After reviewing their options and Okta’s record in the industry, Adobe IT decided to sunset the internal single-sign-on system and deploy Office 365 with Okta authentication. After that roll-out, they began moving the rest of their cloud apps to the Okta platform. Because maintenance for the old platform was up for renewal, they were working on a fairly tight deadline: Three months to migrate 300 apps.

The timeline turned out to be perfectly reasonable, much to the delight of Jones and his team. It took about four weeks to get through the first 200+, he says. Today, most apps take minutes to provision, rather than the weeks or months it had taken before. Today, most apps take minutes to provision, rather than the weeks or months it had taken before.
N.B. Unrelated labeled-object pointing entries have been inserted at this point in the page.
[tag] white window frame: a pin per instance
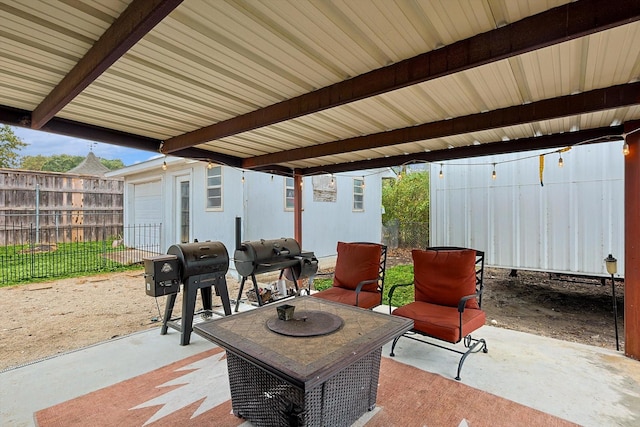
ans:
(288, 187)
(213, 187)
(358, 190)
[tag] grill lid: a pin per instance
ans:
(200, 258)
(262, 256)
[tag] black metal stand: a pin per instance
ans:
(257, 290)
(615, 310)
(190, 288)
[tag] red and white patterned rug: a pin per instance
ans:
(195, 392)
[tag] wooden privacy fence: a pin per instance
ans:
(54, 250)
(51, 202)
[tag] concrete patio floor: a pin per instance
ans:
(587, 385)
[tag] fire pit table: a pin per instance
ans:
(281, 375)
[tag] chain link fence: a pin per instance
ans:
(53, 246)
(396, 234)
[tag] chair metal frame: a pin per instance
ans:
(381, 272)
(472, 345)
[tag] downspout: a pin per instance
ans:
(297, 206)
(632, 241)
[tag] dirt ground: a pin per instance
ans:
(49, 318)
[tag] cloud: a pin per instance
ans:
(48, 144)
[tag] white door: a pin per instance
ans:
(147, 215)
(183, 209)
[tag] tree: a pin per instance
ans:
(406, 208)
(10, 145)
(407, 198)
(112, 164)
(33, 163)
(61, 163)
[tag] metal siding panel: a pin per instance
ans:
(569, 225)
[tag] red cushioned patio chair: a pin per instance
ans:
(358, 279)
(448, 297)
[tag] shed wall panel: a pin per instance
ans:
(568, 225)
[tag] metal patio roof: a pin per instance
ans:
(323, 86)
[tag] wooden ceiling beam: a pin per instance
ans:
(567, 22)
(587, 102)
(567, 139)
(132, 25)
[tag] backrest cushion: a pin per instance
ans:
(443, 277)
(357, 262)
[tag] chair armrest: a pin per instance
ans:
(359, 288)
(392, 289)
(364, 282)
(463, 300)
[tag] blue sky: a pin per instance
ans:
(48, 144)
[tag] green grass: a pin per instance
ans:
(395, 275)
(18, 264)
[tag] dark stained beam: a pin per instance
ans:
(567, 139)
(586, 102)
(20, 118)
(567, 22)
(131, 26)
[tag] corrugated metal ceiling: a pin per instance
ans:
(208, 62)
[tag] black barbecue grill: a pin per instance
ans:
(200, 265)
(264, 256)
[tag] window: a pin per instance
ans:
(358, 194)
(214, 188)
(288, 194)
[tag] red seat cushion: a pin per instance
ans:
(347, 296)
(440, 321)
(443, 277)
(356, 263)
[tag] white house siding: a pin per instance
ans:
(260, 203)
(569, 225)
(324, 223)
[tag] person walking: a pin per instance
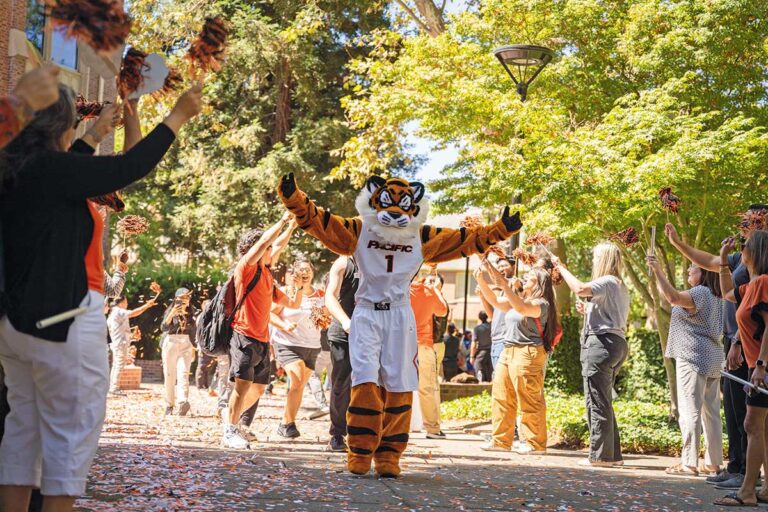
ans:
(343, 280)
(177, 350)
(297, 343)
(118, 324)
(518, 383)
(428, 302)
(480, 351)
(603, 348)
(695, 334)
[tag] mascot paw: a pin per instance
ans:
(511, 222)
(387, 469)
(288, 185)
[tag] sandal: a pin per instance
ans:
(679, 469)
(732, 500)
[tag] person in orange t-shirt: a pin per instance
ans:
(427, 302)
(249, 348)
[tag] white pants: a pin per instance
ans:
(58, 397)
(119, 354)
(699, 402)
(177, 353)
(315, 383)
(382, 348)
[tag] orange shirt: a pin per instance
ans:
(425, 304)
(94, 256)
(252, 319)
(754, 300)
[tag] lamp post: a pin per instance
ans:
(523, 57)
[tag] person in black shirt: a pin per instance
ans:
(480, 351)
(340, 301)
(451, 358)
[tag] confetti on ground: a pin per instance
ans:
(151, 462)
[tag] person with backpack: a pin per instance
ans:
(603, 348)
(531, 322)
(255, 293)
(177, 349)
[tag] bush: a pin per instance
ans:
(643, 376)
(644, 426)
(201, 280)
(564, 368)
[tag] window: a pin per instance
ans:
(53, 45)
(460, 285)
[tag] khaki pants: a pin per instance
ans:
(177, 353)
(429, 388)
(518, 384)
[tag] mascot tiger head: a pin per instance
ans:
(393, 207)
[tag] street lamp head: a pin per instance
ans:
(522, 58)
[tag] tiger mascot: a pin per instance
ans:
(389, 241)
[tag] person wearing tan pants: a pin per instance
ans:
(518, 382)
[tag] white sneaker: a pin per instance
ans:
(234, 439)
(526, 449)
(490, 447)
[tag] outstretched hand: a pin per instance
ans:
(288, 185)
(511, 222)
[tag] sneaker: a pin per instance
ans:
(234, 439)
(289, 431)
(597, 463)
(526, 449)
(319, 413)
(721, 477)
(731, 484)
(491, 447)
(337, 444)
(183, 408)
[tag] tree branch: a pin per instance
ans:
(413, 15)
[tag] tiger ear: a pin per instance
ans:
(374, 183)
(418, 191)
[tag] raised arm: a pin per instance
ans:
(672, 295)
(515, 301)
(335, 277)
(337, 233)
(698, 257)
(444, 244)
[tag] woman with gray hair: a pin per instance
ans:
(603, 348)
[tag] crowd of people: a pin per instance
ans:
(58, 378)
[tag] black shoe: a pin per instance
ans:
(337, 444)
(290, 431)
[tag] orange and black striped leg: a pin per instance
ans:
(364, 420)
(397, 424)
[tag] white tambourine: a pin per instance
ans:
(155, 73)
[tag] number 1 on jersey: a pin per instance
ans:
(390, 262)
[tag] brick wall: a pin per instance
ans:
(450, 391)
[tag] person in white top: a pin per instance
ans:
(296, 340)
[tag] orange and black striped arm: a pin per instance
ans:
(445, 244)
(339, 234)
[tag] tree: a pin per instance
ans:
(273, 108)
(641, 95)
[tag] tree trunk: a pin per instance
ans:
(283, 104)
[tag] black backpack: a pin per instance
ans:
(215, 329)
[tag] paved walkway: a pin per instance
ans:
(149, 462)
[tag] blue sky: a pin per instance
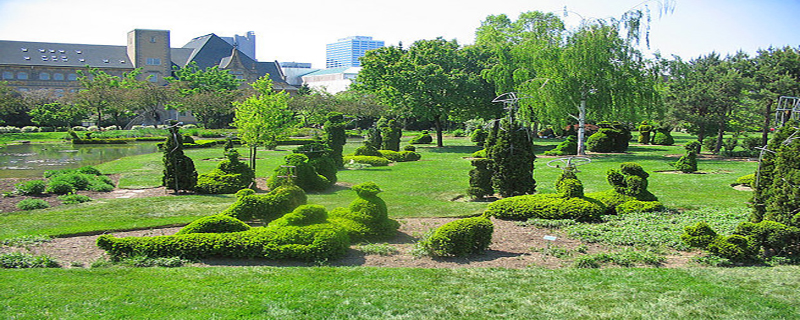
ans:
(299, 30)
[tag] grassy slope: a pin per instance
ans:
(384, 293)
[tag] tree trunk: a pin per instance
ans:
(767, 120)
(582, 127)
(437, 122)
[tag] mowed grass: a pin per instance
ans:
(387, 293)
(433, 187)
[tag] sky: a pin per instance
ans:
(298, 30)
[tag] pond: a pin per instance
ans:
(32, 160)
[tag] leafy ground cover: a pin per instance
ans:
(385, 293)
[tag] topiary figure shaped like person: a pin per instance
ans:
(367, 217)
(179, 171)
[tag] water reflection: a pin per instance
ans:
(31, 160)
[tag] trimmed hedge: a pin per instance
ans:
(546, 206)
(266, 207)
(317, 242)
(215, 224)
(370, 160)
(367, 217)
(460, 237)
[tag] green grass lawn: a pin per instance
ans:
(386, 293)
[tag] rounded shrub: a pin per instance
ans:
(460, 237)
(699, 235)
(422, 138)
(31, 187)
(215, 224)
(32, 204)
(74, 198)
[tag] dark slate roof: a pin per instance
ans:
(208, 50)
(63, 54)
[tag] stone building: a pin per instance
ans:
(29, 66)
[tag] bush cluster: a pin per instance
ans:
(32, 204)
(315, 242)
(546, 206)
(31, 187)
(229, 176)
(218, 223)
(629, 183)
(422, 138)
(460, 237)
(322, 158)
(298, 171)
(266, 207)
(367, 217)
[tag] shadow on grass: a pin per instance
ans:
(453, 149)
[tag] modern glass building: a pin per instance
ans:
(345, 52)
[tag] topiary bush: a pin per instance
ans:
(335, 137)
(32, 204)
(422, 138)
(316, 242)
(229, 176)
(512, 155)
(31, 187)
(59, 187)
(74, 198)
(322, 159)
(179, 171)
(546, 206)
(699, 235)
(480, 179)
(644, 132)
(390, 133)
(566, 147)
(629, 183)
(219, 223)
(368, 151)
(612, 137)
(460, 237)
(370, 160)
(367, 217)
(777, 197)
(688, 162)
(266, 207)
(745, 180)
(479, 136)
(298, 171)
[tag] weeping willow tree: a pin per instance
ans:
(592, 71)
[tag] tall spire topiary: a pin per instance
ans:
(179, 171)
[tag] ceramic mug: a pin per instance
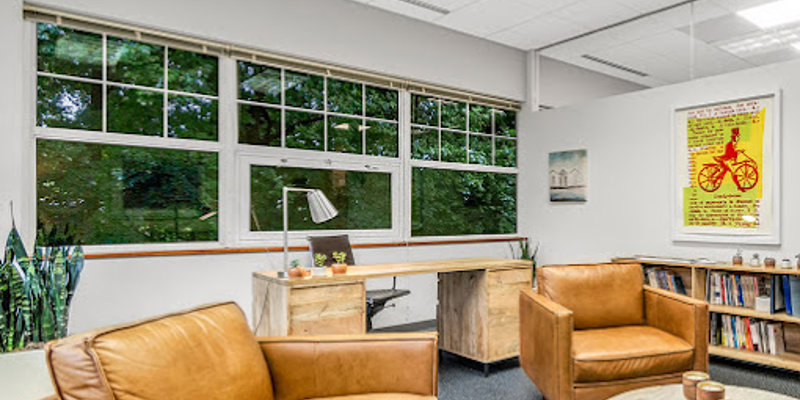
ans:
(710, 390)
(690, 380)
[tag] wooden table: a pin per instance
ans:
(478, 310)
(675, 392)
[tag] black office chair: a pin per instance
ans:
(376, 299)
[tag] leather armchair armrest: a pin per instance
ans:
(546, 344)
(326, 366)
(682, 316)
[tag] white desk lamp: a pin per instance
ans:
(321, 209)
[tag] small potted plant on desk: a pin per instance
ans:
(340, 266)
(319, 264)
(296, 271)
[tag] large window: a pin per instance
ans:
(139, 142)
(284, 108)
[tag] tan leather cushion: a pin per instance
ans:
(599, 296)
(306, 367)
(207, 353)
(379, 396)
(627, 352)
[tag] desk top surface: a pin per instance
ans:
(361, 272)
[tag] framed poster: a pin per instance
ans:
(726, 165)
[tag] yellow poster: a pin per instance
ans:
(725, 170)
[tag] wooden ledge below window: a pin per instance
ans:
(292, 248)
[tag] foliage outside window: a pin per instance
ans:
(453, 202)
(107, 194)
(120, 194)
(139, 88)
(363, 199)
(451, 131)
(283, 108)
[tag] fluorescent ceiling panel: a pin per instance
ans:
(773, 14)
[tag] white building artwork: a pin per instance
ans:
(568, 177)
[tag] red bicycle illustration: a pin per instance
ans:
(744, 174)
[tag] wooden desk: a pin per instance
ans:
(478, 310)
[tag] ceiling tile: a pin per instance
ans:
(406, 9)
(544, 30)
(488, 16)
(595, 14)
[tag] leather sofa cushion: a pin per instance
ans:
(627, 352)
(207, 353)
(599, 296)
(379, 396)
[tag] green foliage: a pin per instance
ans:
(36, 291)
(339, 256)
(319, 259)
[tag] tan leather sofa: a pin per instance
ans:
(593, 331)
(209, 353)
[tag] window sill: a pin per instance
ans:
(239, 250)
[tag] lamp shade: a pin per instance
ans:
(321, 208)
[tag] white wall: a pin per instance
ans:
(562, 84)
(339, 31)
(628, 139)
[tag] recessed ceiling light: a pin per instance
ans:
(773, 14)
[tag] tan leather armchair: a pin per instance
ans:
(593, 331)
(209, 353)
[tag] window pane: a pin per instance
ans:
(259, 83)
(135, 111)
(424, 110)
(305, 130)
(192, 117)
(505, 152)
(344, 97)
(454, 147)
(105, 194)
(505, 122)
(424, 144)
(382, 139)
(480, 119)
(344, 135)
(449, 202)
(259, 125)
(363, 199)
(62, 103)
(192, 72)
(454, 115)
(304, 90)
(480, 149)
(135, 63)
(381, 103)
(69, 52)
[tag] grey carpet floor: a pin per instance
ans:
(461, 379)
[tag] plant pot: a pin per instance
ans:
(24, 375)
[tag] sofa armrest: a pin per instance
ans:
(546, 344)
(326, 366)
(682, 316)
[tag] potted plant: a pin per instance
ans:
(36, 291)
(296, 271)
(340, 266)
(319, 264)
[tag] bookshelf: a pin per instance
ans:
(696, 288)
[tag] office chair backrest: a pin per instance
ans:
(328, 244)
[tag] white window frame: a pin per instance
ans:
(234, 161)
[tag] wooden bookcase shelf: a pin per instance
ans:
(697, 288)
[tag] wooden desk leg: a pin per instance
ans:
(337, 309)
(478, 313)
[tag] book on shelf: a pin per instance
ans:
(664, 278)
(746, 333)
(760, 292)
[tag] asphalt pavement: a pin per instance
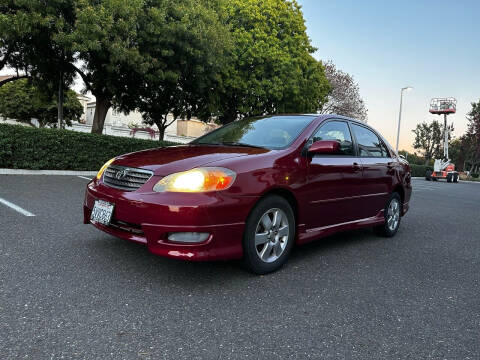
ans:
(68, 290)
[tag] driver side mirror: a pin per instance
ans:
(324, 147)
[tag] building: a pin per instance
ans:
(118, 123)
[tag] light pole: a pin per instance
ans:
(400, 113)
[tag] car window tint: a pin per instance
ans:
(339, 131)
(369, 145)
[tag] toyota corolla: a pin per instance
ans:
(253, 189)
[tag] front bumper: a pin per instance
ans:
(148, 218)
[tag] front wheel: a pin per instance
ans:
(392, 213)
(269, 235)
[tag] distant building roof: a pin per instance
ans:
(5, 77)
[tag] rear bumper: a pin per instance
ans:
(148, 218)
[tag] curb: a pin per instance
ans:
(46, 172)
(473, 182)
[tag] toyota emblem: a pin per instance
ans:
(121, 174)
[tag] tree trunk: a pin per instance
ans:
(60, 101)
(161, 132)
(101, 108)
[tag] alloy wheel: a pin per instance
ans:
(271, 235)
(393, 214)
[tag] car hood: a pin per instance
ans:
(168, 160)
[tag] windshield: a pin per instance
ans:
(275, 132)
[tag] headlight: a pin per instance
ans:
(197, 180)
(103, 168)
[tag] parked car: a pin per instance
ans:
(253, 189)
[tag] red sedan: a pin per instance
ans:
(252, 189)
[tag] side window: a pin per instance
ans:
(369, 145)
(339, 131)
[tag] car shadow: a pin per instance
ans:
(333, 243)
(137, 261)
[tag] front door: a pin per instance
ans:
(333, 180)
(378, 168)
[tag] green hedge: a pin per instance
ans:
(419, 170)
(51, 149)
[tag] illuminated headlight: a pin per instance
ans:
(188, 237)
(197, 180)
(104, 167)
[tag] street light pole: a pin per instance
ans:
(400, 114)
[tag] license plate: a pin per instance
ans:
(102, 212)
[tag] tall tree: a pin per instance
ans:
(344, 97)
(104, 41)
(27, 42)
(271, 68)
(23, 101)
(429, 139)
(471, 140)
(185, 44)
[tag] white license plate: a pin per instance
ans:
(102, 212)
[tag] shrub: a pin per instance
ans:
(419, 170)
(24, 147)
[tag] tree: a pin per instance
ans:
(23, 101)
(271, 68)
(185, 45)
(28, 31)
(104, 42)
(344, 97)
(428, 139)
(471, 140)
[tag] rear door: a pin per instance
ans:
(333, 180)
(378, 170)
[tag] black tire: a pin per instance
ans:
(385, 229)
(251, 252)
(428, 175)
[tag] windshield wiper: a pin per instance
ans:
(233, 143)
(229, 143)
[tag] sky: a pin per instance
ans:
(431, 45)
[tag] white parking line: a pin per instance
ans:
(16, 208)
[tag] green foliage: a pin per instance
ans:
(28, 33)
(419, 170)
(22, 101)
(429, 139)
(412, 158)
(271, 68)
(185, 45)
(23, 147)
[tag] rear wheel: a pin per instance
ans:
(269, 235)
(392, 213)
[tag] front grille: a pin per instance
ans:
(125, 178)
Since then, Adobe has deployed multiple products from the Okta Identity Cloud across its growing employee base, securing and managing its workforce of 20,500 employees.

Identity for everyone

After working with Okta to secure employee access to cloud apps, Adobe IT was pretty clear about who the product team needed to work with to build enterprise identity into Creative Cloud for enterprise. Soon, Adobe engaged Okta to put the same powerful identity services into the hands of Adobe’s product engineers.

Today, Adobe uses Okta to offer a comprehensive identity management layer to all its enterprise customers, including Adobe Marketing Cloud and Adobe Document Cloud, as well as Creative Cloud. The connected solution secures Adobe Cloud apps and lets users access Adobe’s innovative tools with their existing corporate credentials—safely, quickly, and cost-effectively.

To make Creative Cloud users successful (and keep their customers’ IT departments happy), Adobe’s enterprise identity platform does a few very important things:

  • Connects with customers’ corporate identity systems—such as AD or LDAP—so IT admins don’t have double the management activities
  • Integrates Okta functionality into Adobe Creative Cloud’s existing code
  • Stands up with Adobe’s branding on top
  • Federates individual user identities with individual accounts, as well as multiple enterprise and agency accounts

A new kind of internal IT

What was remarkable about Adobe’s journey with Okta was how closely Adobe’s internal IT and product development teams worked to make identity management seamless for Creative Cloud’s enterprise customers.

Initially, Castle’s team consulted with Adobe IT to discover how Okta was working internally. Then, once the decision was made to go with Okta, people on the IT team helped document and whiteboard potential Creative Cloud solutions.

Jones explains, "It wasn't just Okta trying to advise the Creative Cloud team how they think it should work based on their experience deploying this kind of thing to enterprises. We also had Adobe's own IT team who were saying, you know, we've done this before, and we could share and add value that way."

When the solution was ready to roll out, Adobe employees were customer zero. While the process was underpinned by various teams within Adobe, IT held key pieces of the puzzle.

Today, Adobe’s IT team is more embedded in product development than ever before.

About Adobe

Adobe is the global leader in digital marketing and digital media solutions. Their tools and services allow customers to create groundbreaking digital content, deploy it across media and devices, and measure and optimize it over time.